マン・レイ

カメラの奥で揺れた意識 マン・レイと二人の女性たち

リー・ミラー 視線を返す対等な女性

 当時モデルをしていたリー・ミラーは、自分でも写真を学びたいと考えていた。彼女が1929年にマン・レイのアトリエを訪れ「あなたの暗室を見せてほしい」と言ったエピソードはよく知られている。洗練された美貌を持ちながら受け身でいるタイプではなく、自分の望みをはっきりと相手に伝えるという点でキキと共通している。

 いざ撮影を開始したとき、マン・レイはキキのときにはなかった状況を経験することになった。リーは自分のカメラを覗いてファインダー越しにマン・レイを見た。それまで一方的に撮る側だったマン・レイは初めて観察される側になり、撮られる側のリーは同時に観察する側にも立っていた。キキの時とは異なり、お互いの意識がぶつかることでそれまでとは違う変化が生まれることになる。

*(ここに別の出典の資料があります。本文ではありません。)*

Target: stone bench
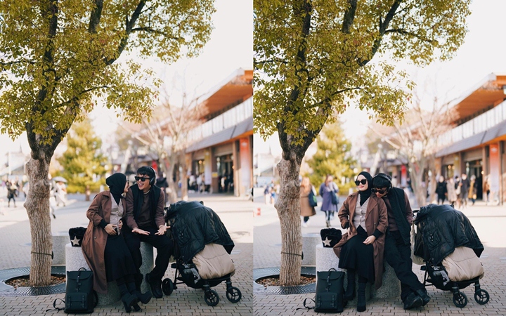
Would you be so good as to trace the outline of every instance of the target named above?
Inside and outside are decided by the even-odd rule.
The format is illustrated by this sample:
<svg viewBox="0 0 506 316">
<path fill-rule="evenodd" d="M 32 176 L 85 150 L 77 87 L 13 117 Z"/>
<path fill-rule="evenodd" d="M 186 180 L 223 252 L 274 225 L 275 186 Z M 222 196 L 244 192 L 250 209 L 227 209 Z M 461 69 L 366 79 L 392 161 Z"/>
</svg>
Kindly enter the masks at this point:
<svg viewBox="0 0 506 316">
<path fill-rule="evenodd" d="M 69 242 L 68 232 L 59 232 L 53 234 L 52 265 L 65 265 L 65 245 Z"/>
<path fill-rule="evenodd" d="M 368 300 L 370 298 L 394 298 L 401 296 L 401 282 L 397 279 L 394 268 L 386 261 L 383 263 L 385 270 L 383 272 L 382 287 L 375 290 L 374 285 L 368 283 L 365 287 L 365 297 Z M 346 271 L 346 269 L 340 269 L 338 265 L 339 258 L 334 253 L 333 248 L 324 247 L 321 243 L 316 246 L 316 271 L 328 271 L 332 268 L 337 271 Z M 356 289 L 358 289 L 358 278 L 355 282 Z M 344 288 L 347 284 L 348 276 L 345 275 Z M 356 296 L 355 299 L 349 304 L 350 306 L 356 305 Z"/>
<path fill-rule="evenodd" d="M 143 263 L 141 266 L 141 273 L 145 275 L 149 273 L 153 268 L 153 247 L 145 242 L 141 242 L 141 254 L 143 258 Z M 65 245 L 65 270 L 67 271 L 77 271 L 81 268 L 85 268 L 90 270 L 88 264 L 84 259 L 81 247 L 73 247 L 71 243 Z M 149 284 L 143 279 L 141 290 L 143 293 L 147 291 L 151 291 Z M 108 283 L 108 294 L 106 295 L 98 295 L 98 305 L 103 306 L 105 305 L 114 304 L 121 299 L 119 289 L 115 282 Z"/>
<path fill-rule="evenodd" d="M 302 265 L 314 266 L 316 265 L 315 247 L 321 244 L 321 237 L 316 232 L 302 235 Z"/>
</svg>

 二人を象徴する技術が「ソラリゼーション」だ。ソラリゼーション…ネガの反転によって、マン・レイは現代に至るまでその名を残すことになった。リーが暗室のライトをつけるというミスをしたことで偶然に起きた現象だが、マン・レイはこれを「写真が私たちを反転させた」と説明した。これはリーと出会ったことで観察されるようになったことが根底にある言葉だ。お互いがお互いに意識を向ける、二つの意識の流れからソラリゼーションは生まれた。

 マン・レイと共に暮らし自ら撮影をするようになったリー・ミラーは、数年後に彼の元を去る。そしてこの別れのあと、マン・レイは《Larmes(涙)》を制作した。頬にガラスの涙を置いた女性の目元をクローズアップした作品は、視線を向ける相手を失ったマン・レイが応答の欠落を訴えたように感じられる。

二人の女性それぞれの意識の層 像はどう結ばれたのか

 キキ・ド・モンパルナスとリー・ミラーは、それぞれの時期におけるマン・レイの制作方法を変化させた。彼女たちのあり方に影響を受けて、マン・レイ自身の意識が別の層で働いていたことが決定的な理由だろう。

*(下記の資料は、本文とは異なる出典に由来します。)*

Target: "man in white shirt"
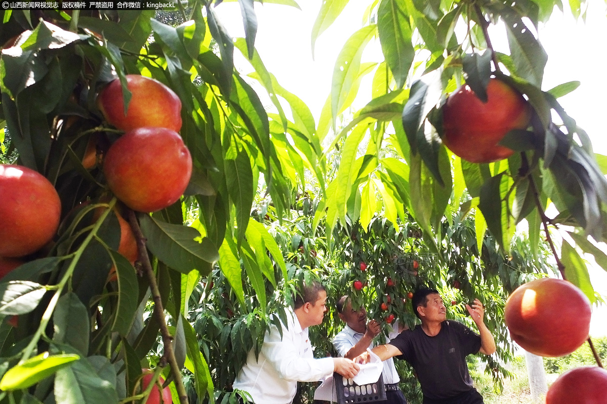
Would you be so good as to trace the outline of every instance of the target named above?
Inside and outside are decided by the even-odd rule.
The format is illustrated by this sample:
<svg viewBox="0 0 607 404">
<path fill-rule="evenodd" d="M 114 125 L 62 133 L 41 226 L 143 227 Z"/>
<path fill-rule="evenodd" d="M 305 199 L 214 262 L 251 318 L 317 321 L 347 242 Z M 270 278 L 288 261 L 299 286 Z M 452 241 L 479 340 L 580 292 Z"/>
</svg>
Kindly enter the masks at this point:
<svg viewBox="0 0 607 404">
<path fill-rule="evenodd" d="M 337 309 L 339 318 L 346 324 L 333 338 L 333 346 L 337 354 L 348 359 L 354 359 L 366 351 L 367 348 L 373 348 L 373 338 L 379 334 L 381 328 L 375 320 L 367 322 L 365 308 L 361 306 L 358 310 L 354 310 L 351 301 L 346 295 L 337 301 Z M 398 329 L 397 320 L 393 329 L 396 330 L 391 332 L 389 337 L 396 337 L 401 330 Z M 382 375 L 385 386 L 386 400 L 378 402 L 378 404 L 407 404 L 407 399 L 398 387 L 401 379 L 392 358 L 384 361 Z"/>
<path fill-rule="evenodd" d="M 295 297 L 295 309 L 287 310 L 282 338 L 272 325 L 256 360 L 254 349 L 239 372 L 233 387 L 247 392 L 256 404 L 288 404 L 297 391 L 297 382 L 317 382 L 337 372 L 354 377 L 359 366 L 345 358 L 315 359 L 308 327 L 322 323 L 327 311 L 327 291 L 317 281 L 304 286 Z"/>
</svg>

 マン・レイの感情の層を強く揺さぶったのがキキだ。感情の層は意識の中では比較的表層にあり、外部からの刺激に対して直接的に反応する。キキの身体性、生々しい感情表現がマン・レイに響いた。「構図は自然に決まっていく」のは、この層で起きる波のような揺れが写真の形を導くからで、撮影対象である彼女がいれば自ずと形になってしまう。アストラル層と呼ばれる感情の層は他者の影響を受けやすく、感情や衝動が生々しく反応する領域だ。キキは意図や思考を飛び越えてマン・レイに「生」を与えていた。

 リー・ミラーは被写体としてではなく、自分の意思を持って創作に関わろうとしたことで異なる層に働きかけた。「レンズを通して見るはずの対象が同位にある状態で自分を見返す」という写真においては異質な出来事によって、マン・レイの思考の層に揺さぶりをかけた。このメンタル層は観念や意味、哲学などの領域で、リーはその構成原理に触れた。写真とは、構図とは、作品の意図とは…そんな問いが再編される中でのソラリゼーションとは、なんと象徴的なことだろう。リーはそれまでのマン・レイを「ひっくり返し」たのだ。

変化する像と動かされる意識

 彼女たちを撮影した作品は構図も撮影の意図もまったく異なるが、マン・レイは恋愛をテーマにした作品を作っていたわけではない。誰かと密な関係を結ぶことで意識のあり方が変化した結果として作品が変化したという順序だ。マン・レイの作品制作に恋愛が大きな影響をもたらしたのは確かだが、意識を変化させるトリガーとしての役割が重要だった。彼の作品は意識によって生まれた一種の波形図のようなものだったのかもしれない。